Práticas de arte pública site-specific
Segundo Guilherme Wisnik, curador da mostra
Margem, o projeto de curadoria constitui-se
pelo mapeamento e processo interventivo, sendo os rios os articuladores deste
projeto que pensa o Brasil litorâneo. Durante sua fala destacou as relações do
projeto Margem com os de Land Art dos anos 1970,
diferenciando-os; pois no caso dos projetos norte-americanos havia a
necessidade de se intervir em regiões remotas e fronteiriças. No caso do
Margem existe a preocupação com um dentro, o que Wisnik chamou de dobra
interna das cidades brasileiras e com as noções frágeis de arte-pública, dada a
difícil relação esfera pública nas mesmas, por sua indeterminação. Para este
projeto artistas foram convocados a pensar sobre o estado atual das cidades
brasileiras e suas relações com as margens dos rios. Para Wisnik este projeto coloca-se sob a
perspectiva de uma ótica marxista, pois pretende explorar o que vem se
modificando na relação das populações com os rios das bacias hidrográficas do país,
de acordo com a lógica dos complexo turísticos que vem se instalando e
expulsando esta mesma população. Para ele, como conclusão imediata, podemos
pensar que as cidades brasileiras crescem de costas para os rios.
Como mediador da mesa, Jorge Menna Barreto construiu uma fala sobre as pulsões das práticas artísticas que se colocam sob a perspectiva de um lugar, território ou mesmo sob a produção da relação arte-urbana e esfera-pública. Menna Barreto trabalhou em sua fala uma reflexão a respeito das práticas site-specific em arte e suas relações com os sentidos de esfera-pública. Tratou do duplo sentido que este termo carrega.
A fala dos artistas iniciou-se com a de Hector Zamora, que apresentou diversos registros de suas incursões sobre o Rio Tietê. Dentre as imagens que fazem parte de um mapeamento inicial de sua pesquisa em desenvolvimento, chamou-me atenção a de um piscinão utilizado pelos moradores locais para o seu tempo-livre, uma espécie de “praia” ao lado da Avenida do Estado. Imagem que remetia a um lugar que não parecia São Paulo, mas tampouco qualquer lugar de beleza idílica. Esta me pareceu uma imagem que configurava as relações dos sujeitos com a cidade, numa relação de tempo-livre tão cara e inviável a uma megalópole. A lagoa artificial, o Parque da Barragem é um projeto da Prefeitura de São Paulo.
Ana Maria Tavares apresentou um projeto permeado pelas relações discursivas da arte-pública com as cidades. Foi a meu ver a única artista que partia do pressuposto das funções da arte e os usos que são feitos da mesma na produção de projetos no contexto urbano, no sentido de discussão da esfera pública. A artista produzirá seu projeto em Porto Alegre, relacionado ao Rio Guaíba. Tavares apresentou como primeiro mapeamento e pesquisa, imagens de um projeto chamado LIAU (Laboratório de Inteligência para o Ambiente Urbano) e suas relações com o doutor pela UFRGS na área de geociências, Prof. Roaldo Menegat. Trata-se de um projeto de conscientização e trabalho de retirada do lixo depositado por empresas instaladas nas nascentes do rio.

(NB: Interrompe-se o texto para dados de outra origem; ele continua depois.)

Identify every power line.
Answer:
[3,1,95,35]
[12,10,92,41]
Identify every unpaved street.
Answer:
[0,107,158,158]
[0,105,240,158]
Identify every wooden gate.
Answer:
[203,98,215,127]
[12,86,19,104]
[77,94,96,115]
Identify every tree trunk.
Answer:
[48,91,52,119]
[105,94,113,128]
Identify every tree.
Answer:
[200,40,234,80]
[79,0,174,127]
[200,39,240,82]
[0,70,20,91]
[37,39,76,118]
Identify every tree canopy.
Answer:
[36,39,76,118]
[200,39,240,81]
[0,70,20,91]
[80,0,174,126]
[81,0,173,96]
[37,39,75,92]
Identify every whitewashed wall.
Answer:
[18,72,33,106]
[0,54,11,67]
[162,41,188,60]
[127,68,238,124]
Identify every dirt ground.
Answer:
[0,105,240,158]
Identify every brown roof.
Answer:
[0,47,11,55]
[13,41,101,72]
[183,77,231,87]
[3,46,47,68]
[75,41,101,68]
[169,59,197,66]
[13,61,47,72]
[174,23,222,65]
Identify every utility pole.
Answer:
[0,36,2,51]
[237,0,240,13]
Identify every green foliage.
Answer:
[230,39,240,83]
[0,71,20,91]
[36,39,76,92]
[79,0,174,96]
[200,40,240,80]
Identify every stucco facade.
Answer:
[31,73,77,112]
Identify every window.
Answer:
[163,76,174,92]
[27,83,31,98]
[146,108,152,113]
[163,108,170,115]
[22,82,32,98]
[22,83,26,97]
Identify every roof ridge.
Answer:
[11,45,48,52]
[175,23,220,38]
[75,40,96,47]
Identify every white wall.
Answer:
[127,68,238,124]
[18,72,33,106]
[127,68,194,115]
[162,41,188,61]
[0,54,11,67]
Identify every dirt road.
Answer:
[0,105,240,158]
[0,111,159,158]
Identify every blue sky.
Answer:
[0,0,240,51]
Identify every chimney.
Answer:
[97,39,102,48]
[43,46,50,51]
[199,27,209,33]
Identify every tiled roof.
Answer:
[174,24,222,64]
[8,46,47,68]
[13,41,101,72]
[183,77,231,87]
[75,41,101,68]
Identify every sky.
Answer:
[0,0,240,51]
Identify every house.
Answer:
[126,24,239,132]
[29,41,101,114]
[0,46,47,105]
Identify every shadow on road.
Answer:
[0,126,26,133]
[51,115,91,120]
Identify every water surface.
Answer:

Finalmente o artista Nuno Ramos fez sua fala sem a apresentação de imagens, mas pela descrição de sua relação com o lugar, no caso a região do Rio Negro em Manaus. Em suas descrições do lugar como das possíveis intervenções, pareceu falar sob o ponto de vista do homem moderno, dada sua construção de imagens grandiloqüentes, provocadoras dos projetos que imagina. Sua fala foi, no entanto, cada vez mais se atualizando com a problemática contemporânea, de que os projetos site-specific carregam por si mesmos a condição de quase impossibilidade de reverter de fato a obra em contexto. Me fez pensar sobre a real dificuldade que existe nas operações de apreensão das especificidades de um lugar e trabalhar sobre ele, e que isto em diversos projetos reverte-se apenas num modos operandi . Em suas palavras, “onde falta o espaço público a obra interioriza isso”. Nuno Ramos apontou a pertinente questão da falta de institucionalização para a produção do contexto de obras ditas públicas no Brasil em oposição a países em que esta relação encontra-se mais consolidada.
Estabelecido este debate entre arte e esfera pública é possível voltar à contradição inicial apontada por Menna Barreto. A contradição daquilo a que nomeamos público. Em sua fala, ele cita Rosalyn Deutsche, para quiçá começarmos a esboçar a questão esfera pública, que a meu ver se resolveria também, mas não só pela via da institucionalização. Segundo Deutsche,“ser público é expor-se a alteriadade”.